The time series signal is an acoustic signal;
The frequency at which the intensity value in the intensity array determined in the intensity calculation step reaches a predetermined value is selected, the pitch information corresponding to the selected standard frequency, and the sound corresponding to the intensity value of the standard frequency Of sound signal by generating four pieces of information including intensity information, sounding start time corresponding to the start point of each unit section, and sounding end time corresponding to the end point of each unit section The frequency analysis method according to claim 1, wherein the frequency analysis method is performed.

A section setting stage for setting a plurality of unit sections on the time axis for a given acoustic signal,
The first correlation value corresponding to the frequency of each periodic function is calculated by obtaining the correlation between the acoustic signal in the unit section and a plurality of periodic functions using short-time Fourier transform, and the acoustic signal in the unit section The second correlation value corresponding to the frequency of each periodic function is calculated by obtaining the correlation between the periodic function and the plurality of periodic functions using generalized harmonic analysis. A unit phoneme composed of a corresponding first correlation value, a second correlation value corresponding to each periodic function, a section start time corresponding to the start point of the unit section, and a section end time corresponding to the end point of the unit section A unit phoneme data calculation stage for calculating data;
The unit phoneme data calculation stage is deleted for all unit phoneme data obtained by performing the process of calculating the unit phoneme data for all unit intervals, and the unit phoneme data remaining is deleted for each unit phoneme data. A priority determination stage for marking the priority of a predetermined number of unit phoneme data for each section;
Among the remaining unit phoneme data, any one of the unit phoneme data to be connected is marked with a priority, and the same frequency and continuous sections are connected and connected.
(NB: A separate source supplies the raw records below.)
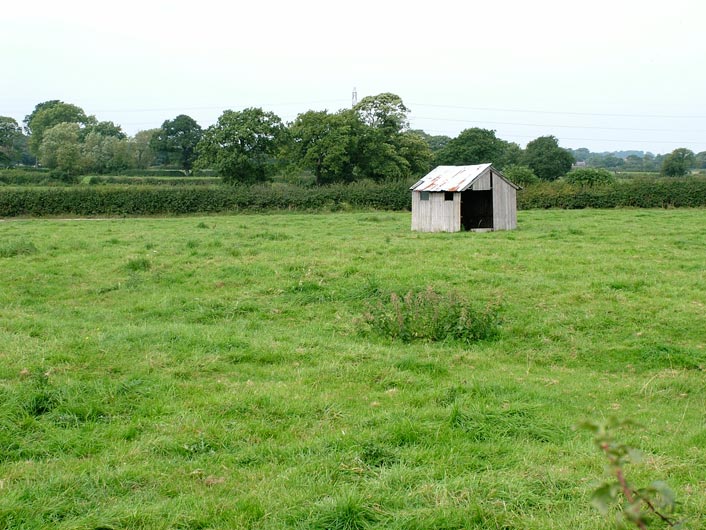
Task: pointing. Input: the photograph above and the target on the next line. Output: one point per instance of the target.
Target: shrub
(660, 193)
(590, 176)
(520, 175)
(175, 200)
(428, 315)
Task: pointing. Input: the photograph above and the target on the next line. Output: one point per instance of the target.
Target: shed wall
(483, 182)
(504, 205)
(436, 214)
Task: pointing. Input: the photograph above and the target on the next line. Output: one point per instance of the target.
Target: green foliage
(520, 175)
(149, 200)
(141, 148)
(326, 144)
(211, 391)
(177, 139)
(243, 146)
(663, 193)
(428, 315)
(10, 141)
(548, 161)
(367, 142)
(641, 507)
(678, 163)
(385, 111)
(104, 128)
(61, 148)
(49, 114)
(588, 176)
(472, 146)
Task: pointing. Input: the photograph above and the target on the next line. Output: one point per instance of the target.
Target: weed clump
(139, 265)
(432, 316)
(17, 248)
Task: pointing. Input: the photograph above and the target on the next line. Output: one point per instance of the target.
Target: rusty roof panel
(450, 178)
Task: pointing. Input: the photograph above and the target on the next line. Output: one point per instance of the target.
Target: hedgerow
(111, 199)
(173, 200)
(662, 193)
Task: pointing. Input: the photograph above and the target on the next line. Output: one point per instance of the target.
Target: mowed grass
(215, 372)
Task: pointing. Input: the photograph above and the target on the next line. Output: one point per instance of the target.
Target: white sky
(607, 75)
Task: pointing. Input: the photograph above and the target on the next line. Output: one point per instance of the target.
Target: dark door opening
(477, 209)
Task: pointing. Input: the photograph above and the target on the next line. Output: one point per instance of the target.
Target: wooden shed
(454, 198)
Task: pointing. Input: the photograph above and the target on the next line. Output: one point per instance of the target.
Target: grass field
(214, 372)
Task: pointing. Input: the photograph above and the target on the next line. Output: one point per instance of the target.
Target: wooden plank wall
(436, 214)
(504, 205)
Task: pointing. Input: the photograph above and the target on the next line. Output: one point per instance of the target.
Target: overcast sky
(607, 75)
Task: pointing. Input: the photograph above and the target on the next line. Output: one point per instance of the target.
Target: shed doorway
(477, 209)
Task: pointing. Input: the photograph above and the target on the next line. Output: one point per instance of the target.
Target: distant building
(455, 198)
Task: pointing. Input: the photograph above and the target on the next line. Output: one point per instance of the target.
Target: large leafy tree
(142, 154)
(385, 111)
(10, 141)
(178, 139)
(386, 148)
(61, 148)
(48, 114)
(243, 146)
(548, 161)
(700, 160)
(326, 144)
(678, 163)
(104, 153)
(104, 128)
(435, 142)
(473, 146)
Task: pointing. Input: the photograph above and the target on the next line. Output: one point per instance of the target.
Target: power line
(563, 113)
(550, 125)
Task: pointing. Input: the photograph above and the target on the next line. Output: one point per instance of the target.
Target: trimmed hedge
(662, 193)
(148, 200)
(174, 200)
(152, 181)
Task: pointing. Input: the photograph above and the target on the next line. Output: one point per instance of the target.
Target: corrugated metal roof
(450, 178)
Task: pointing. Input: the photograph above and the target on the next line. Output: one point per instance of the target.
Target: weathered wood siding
(504, 205)
(482, 183)
(436, 214)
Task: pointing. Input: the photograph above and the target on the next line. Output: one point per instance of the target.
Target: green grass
(216, 372)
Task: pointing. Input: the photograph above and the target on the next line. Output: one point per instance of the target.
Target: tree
(10, 141)
(512, 155)
(472, 146)
(104, 154)
(415, 150)
(435, 142)
(179, 138)
(520, 175)
(242, 146)
(104, 128)
(548, 161)
(48, 114)
(60, 148)
(700, 160)
(385, 111)
(590, 176)
(678, 163)
(326, 144)
(142, 153)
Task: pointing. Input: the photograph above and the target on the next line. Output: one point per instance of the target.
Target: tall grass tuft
(432, 316)
(17, 248)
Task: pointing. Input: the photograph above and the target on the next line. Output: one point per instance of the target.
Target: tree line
(372, 140)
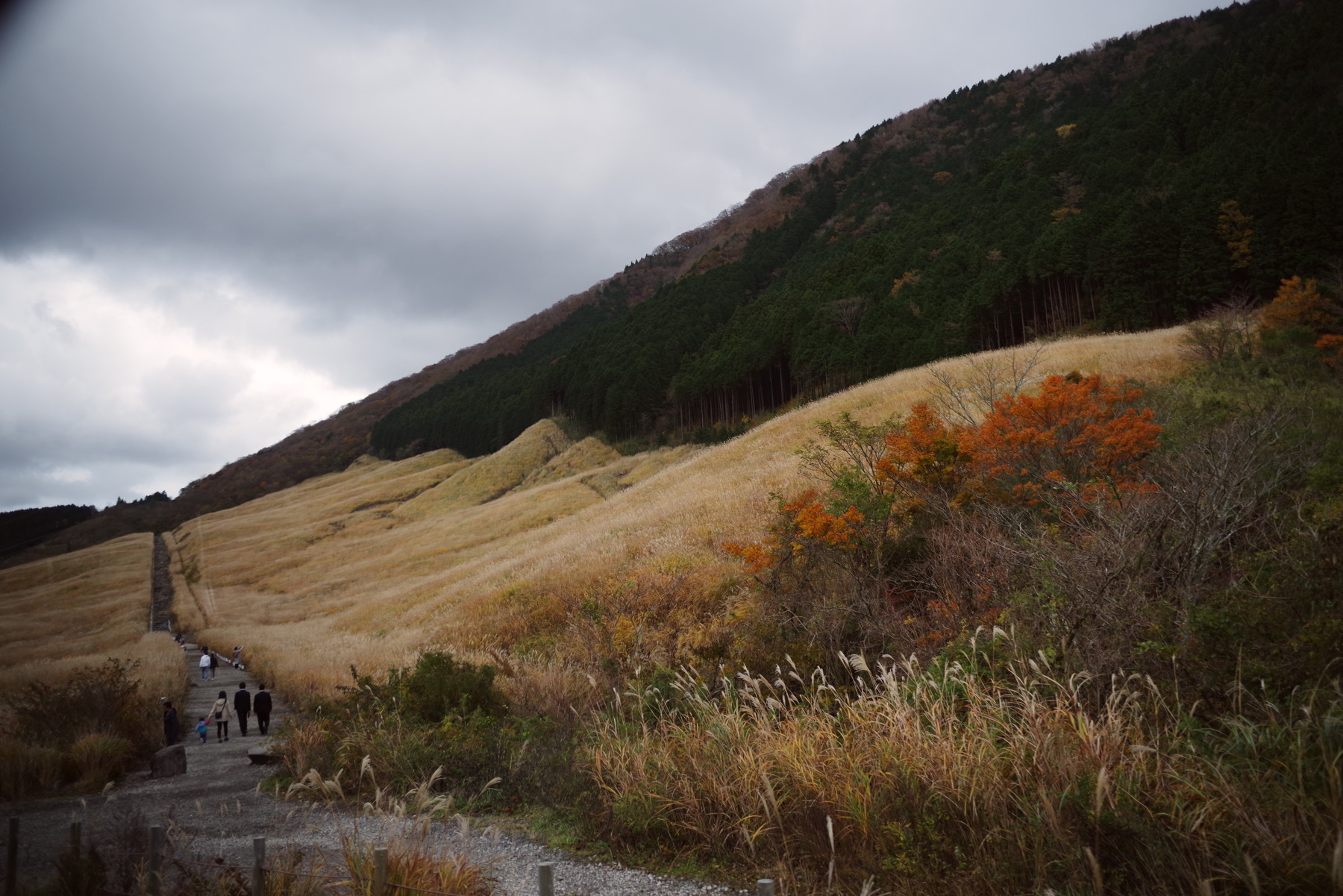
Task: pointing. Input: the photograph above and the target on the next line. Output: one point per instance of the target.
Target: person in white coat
(222, 715)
As the phoneme data, as the attribute of the connected phoneme data, the intensity value gives the maximum one of the first correlation values of the constituting unit phoneme data, the start time gives the section start time of the first effective phoneme data, and the end time Is a phoneme data connection stage that gives the end time of the last effective phoneme data section,
An encoding step of expressing an acoustic signal by a set of phoneme data after the connection processing;
A method for encoding an acoustic signal, comprising:

To set a plurality of frequencies in a frequency range to be analyzed in a computer and prepare a plurality of periodic function sets corresponding to each frequency, and to store the relationship between each frequency and the correlation value for each frequency An array preparation stage for preparing a correlation array, a priority array, and an intensity array, and a section signal extraction for setting a plurality of unit sections on the time axis of the time series signal and extracting a section signal for each unit section Calculating a correlation value corresponding to each periodic function by calculating a correlation between the plurality of periodic functions and the interval signal, and calculating a correlation corresponding to the frequency of each periodic function of the correlation array A priority determination step for calculating a correlation value corresponding to each frequency using a method of generalized harmonic analysis using the periodic function set and setting a value corresponding to each frequency of the priority array The value before Symbol priority sequence, extracts the correlation value from the corresponding in the correlation sequence, a program for executing the intensity calculating step of determining the correlation value as the value of the intensity array.